Alternatively, cellular mRNAs encoding protein co-factors that support HIV-1 replication can be targeted (107). We were able to design AgoshRNAs that potently downregulated CCR5 expression on human T cells and peripheral blood mononuclear cells (PBMC), without adverse effects on T cell development as assessed in an ultra-sensitive competitive cell growth assay (107). CCR5 knockdown significantly protected T cells from infection by CCR5-tropic HIV-1 strains. In addition, we demonstrated that a very potent shRNA, which was removed from the therapeutic cocktail because of mild adverse effects on cell growth and physiology, can be reconfigured into an active and non-toxic AgoshRNA that targets the same HIV-1 RNA sequence (99,108). We also demonstrated that AgoshRNA-based antivirals - unlike shRNA-based inhibitors - remain active in Dicer-minus monocytic cells that are susceptible to HIV-1 infection. These combined results suggest that the future for AgoshRNA therapeutics is promising.
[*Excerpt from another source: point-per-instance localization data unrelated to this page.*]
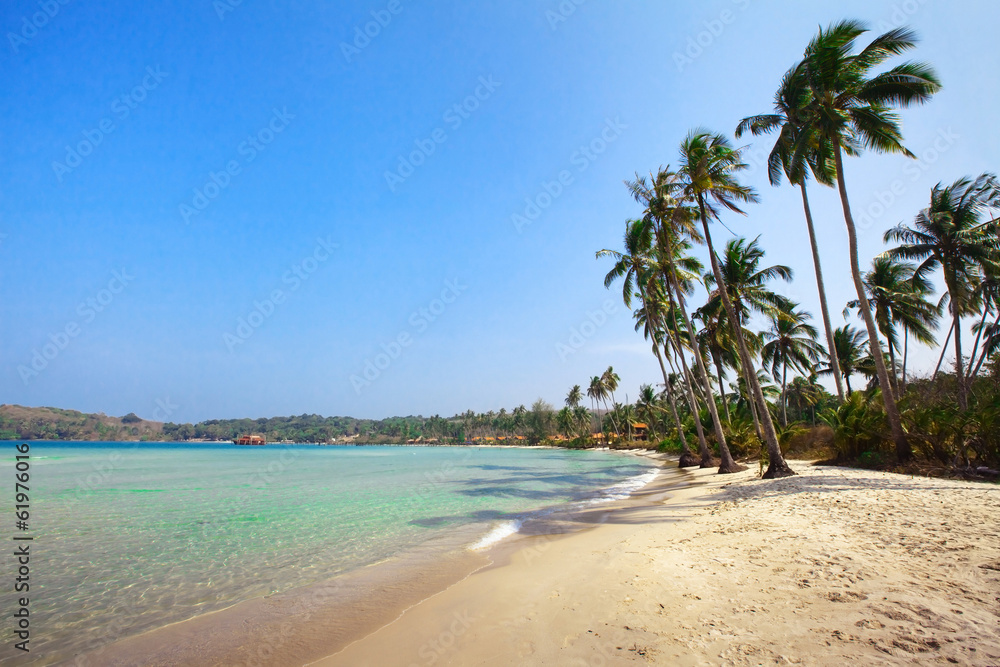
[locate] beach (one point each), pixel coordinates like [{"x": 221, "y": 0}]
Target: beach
[{"x": 832, "y": 566}]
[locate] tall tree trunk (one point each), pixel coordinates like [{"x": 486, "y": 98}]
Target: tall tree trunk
[
  {"x": 685, "y": 450},
  {"x": 834, "y": 362},
  {"x": 777, "y": 467},
  {"x": 944, "y": 350},
  {"x": 706, "y": 453},
  {"x": 963, "y": 401},
  {"x": 906, "y": 355},
  {"x": 892, "y": 378},
  {"x": 752, "y": 405},
  {"x": 784, "y": 395},
  {"x": 979, "y": 337},
  {"x": 722, "y": 388},
  {"x": 986, "y": 349},
  {"x": 727, "y": 465},
  {"x": 903, "y": 450}
]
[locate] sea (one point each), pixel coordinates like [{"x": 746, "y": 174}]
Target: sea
[{"x": 129, "y": 537}]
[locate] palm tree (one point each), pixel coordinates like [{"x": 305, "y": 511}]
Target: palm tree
[
  {"x": 896, "y": 294},
  {"x": 950, "y": 235},
  {"x": 806, "y": 393},
  {"x": 574, "y": 397},
  {"x": 850, "y": 109},
  {"x": 647, "y": 408},
  {"x": 673, "y": 221},
  {"x": 708, "y": 165},
  {"x": 659, "y": 337},
  {"x": 790, "y": 102},
  {"x": 596, "y": 393},
  {"x": 791, "y": 341},
  {"x": 610, "y": 380},
  {"x": 850, "y": 344}
]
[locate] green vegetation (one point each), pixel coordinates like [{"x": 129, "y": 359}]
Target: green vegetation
[{"x": 833, "y": 103}]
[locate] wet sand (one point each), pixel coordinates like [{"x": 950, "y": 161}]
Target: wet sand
[{"x": 832, "y": 566}]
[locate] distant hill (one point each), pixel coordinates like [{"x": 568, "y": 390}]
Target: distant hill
[{"x": 20, "y": 423}]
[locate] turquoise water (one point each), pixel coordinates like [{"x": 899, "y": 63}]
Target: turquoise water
[{"x": 130, "y": 537}]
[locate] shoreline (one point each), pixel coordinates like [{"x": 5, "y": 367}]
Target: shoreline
[
  {"x": 307, "y": 623},
  {"x": 832, "y": 566}
]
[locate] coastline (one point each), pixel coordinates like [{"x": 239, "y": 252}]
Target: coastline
[
  {"x": 832, "y": 566},
  {"x": 304, "y": 624}
]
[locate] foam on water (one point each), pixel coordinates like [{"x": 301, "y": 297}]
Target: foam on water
[
  {"x": 505, "y": 529},
  {"x": 138, "y": 537}
]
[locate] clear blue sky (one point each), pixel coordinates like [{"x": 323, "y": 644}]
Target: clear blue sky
[{"x": 287, "y": 137}]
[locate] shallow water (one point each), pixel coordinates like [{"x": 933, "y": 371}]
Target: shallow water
[{"x": 130, "y": 537}]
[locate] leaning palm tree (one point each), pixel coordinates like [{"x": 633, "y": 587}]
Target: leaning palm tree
[
  {"x": 595, "y": 390},
  {"x": 851, "y": 109},
  {"x": 708, "y": 166},
  {"x": 669, "y": 210},
  {"x": 611, "y": 380},
  {"x": 790, "y": 103},
  {"x": 951, "y": 235},
  {"x": 574, "y": 397},
  {"x": 791, "y": 341},
  {"x": 850, "y": 344},
  {"x": 636, "y": 267},
  {"x": 897, "y": 295}
]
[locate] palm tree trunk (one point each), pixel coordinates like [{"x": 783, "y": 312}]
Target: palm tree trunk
[
  {"x": 892, "y": 378},
  {"x": 906, "y": 355},
  {"x": 753, "y": 407},
  {"x": 784, "y": 394},
  {"x": 703, "y": 450},
  {"x": 685, "y": 450},
  {"x": 963, "y": 401},
  {"x": 944, "y": 350},
  {"x": 777, "y": 467},
  {"x": 979, "y": 337},
  {"x": 903, "y": 450},
  {"x": 984, "y": 354},
  {"x": 728, "y": 465},
  {"x": 834, "y": 364},
  {"x": 722, "y": 389}
]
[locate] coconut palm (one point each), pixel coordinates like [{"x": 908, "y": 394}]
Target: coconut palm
[
  {"x": 951, "y": 235},
  {"x": 708, "y": 166},
  {"x": 610, "y": 380},
  {"x": 673, "y": 218},
  {"x": 597, "y": 393},
  {"x": 851, "y": 109},
  {"x": 637, "y": 269},
  {"x": 790, "y": 102},
  {"x": 897, "y": 295},
  {"x": 791, "y": 341},
  {"x": 574, "y": 397},
  {"x": 851, "y": 344}
]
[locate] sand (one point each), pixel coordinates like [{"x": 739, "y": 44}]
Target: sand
[{"x": 831, "y": 567}]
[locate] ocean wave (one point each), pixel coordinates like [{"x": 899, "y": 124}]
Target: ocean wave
[{"x": 505, "y": 529}]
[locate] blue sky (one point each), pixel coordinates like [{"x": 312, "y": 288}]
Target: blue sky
[{"x": 217, "y": 210}]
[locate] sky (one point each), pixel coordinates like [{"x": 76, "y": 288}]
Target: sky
[{"x": 222, "y": 209}]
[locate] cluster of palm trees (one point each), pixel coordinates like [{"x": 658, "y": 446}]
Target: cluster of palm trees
[{"x": 833, "y": 103}]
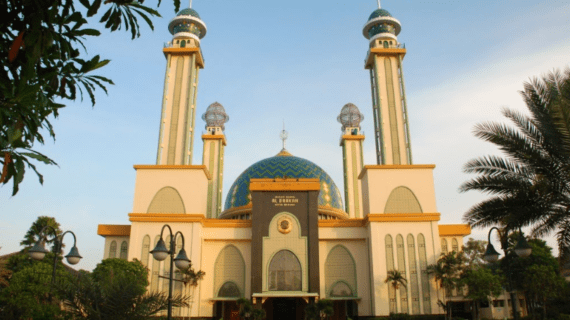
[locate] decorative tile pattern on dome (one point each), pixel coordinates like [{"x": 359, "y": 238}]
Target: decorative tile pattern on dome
[
  {"x": 278, "y": 167},
  {"x": 379, "y": 13},
  {"x": 188, "y": 12},
  {"x": 188, "y": 27},
  {"x": 381, "y": 28}
]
RNAi has also proven to be a very powerful screening method, e.g. to determine the function of a cellular protein and RNAi is very useful for experimental validation of putative drug targets. A major problem is that these methods work efficiently only in organisms that possess the basic RNAi machinery. For instance, in protozoan parasites the RNAi machinery is not always present, e.g. the malaria parasite Plasmodium lacks both Dicer and Ago2 (109,110). This impedes the analysis of gene function using RNAi methods and therefore hampers drug and vaccine development. The discovery of the alternative RNAi pathway that requires only a small miR-451 mimic and Ago2 (for processing and silencing) may facilitate the introduction of a minimal RNAi machinery into such organisms (Dirk Grimm, personal communication). This will facilitate the analysis of gene functions and target modulation at selected life cycle stages of the parasite, with the final goal of development of new drug and vaccine candidates.